Cuando el verde no renuncia


 


Cuando el verde no renuncia


En tiempos de estanques de piedra y acequias sobre tierra sedienta, un cornical aceptó un pacto que le pedía, de un salto, estrellarse contra un muro de bloques alzado en el cielo. Y como combustible, tan sólo el agua filtrada por las paredes a las que, por esperanza, se aferraban sus nudos como manos desesperadas. Ahora, cuando la escalera cae sin remedio, entendemos que aquel acuerdo nunca fue un trato entre iguales. Obedecía, tal vez, a esa idea heredada del que se entrega para sostener lo que está a punto de venirse abajo. El cornical, con sus troncos torcidos y retorcidos, parecía saber que nadie iba a agradecerle el golpe ni la herida; aun así, aceptó hacer de puente entre dos tiempos —el de la piedra y el del bloque—, como si en su cuerpo pudiera quedar unido un mundo que ya estaba partiéndose.
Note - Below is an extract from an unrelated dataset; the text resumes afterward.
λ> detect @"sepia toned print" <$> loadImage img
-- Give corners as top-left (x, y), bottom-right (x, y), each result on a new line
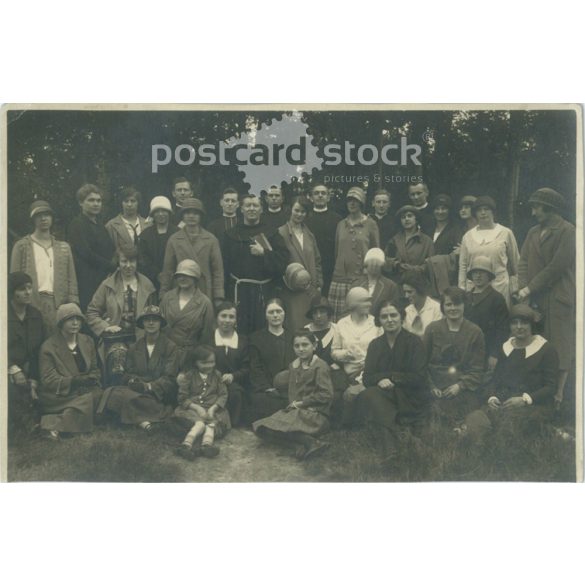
top-left (1, 104), bottom-right (582, 482)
Cuando la escalera cae, cuando la humedad abandona las paredes y los muros pierden el pulso, comprendemos que fue él quien mantuvo intacta la respiración de aquel paraje de sol y tardes lentas. Y sólo entonces intuimos que no cayó para salvarse, sino para permitir que algo más resistiera: el rumor del agua que baja por la acequia, la sombra breve que daba a los animales o, quizá, la costumbre aún viva de mirar al horizonte esperando una nube improbable. Tal vez por eso, al verlo ahora estirándose sobre sí mismo, con la savia erguida en un verde insistente, sentimos que su pacto era también el nuestro: seguir apuntalando lo frágil aunque sepamos de antemano que caerá; ofrecer el cuerpo al derrumbe para que, durante un instante más, la sed no gane del todo. Y en ese instante —tan breve como una gota suspendida sobre el mismo rocío que la parió— se sostiene aún el mundo.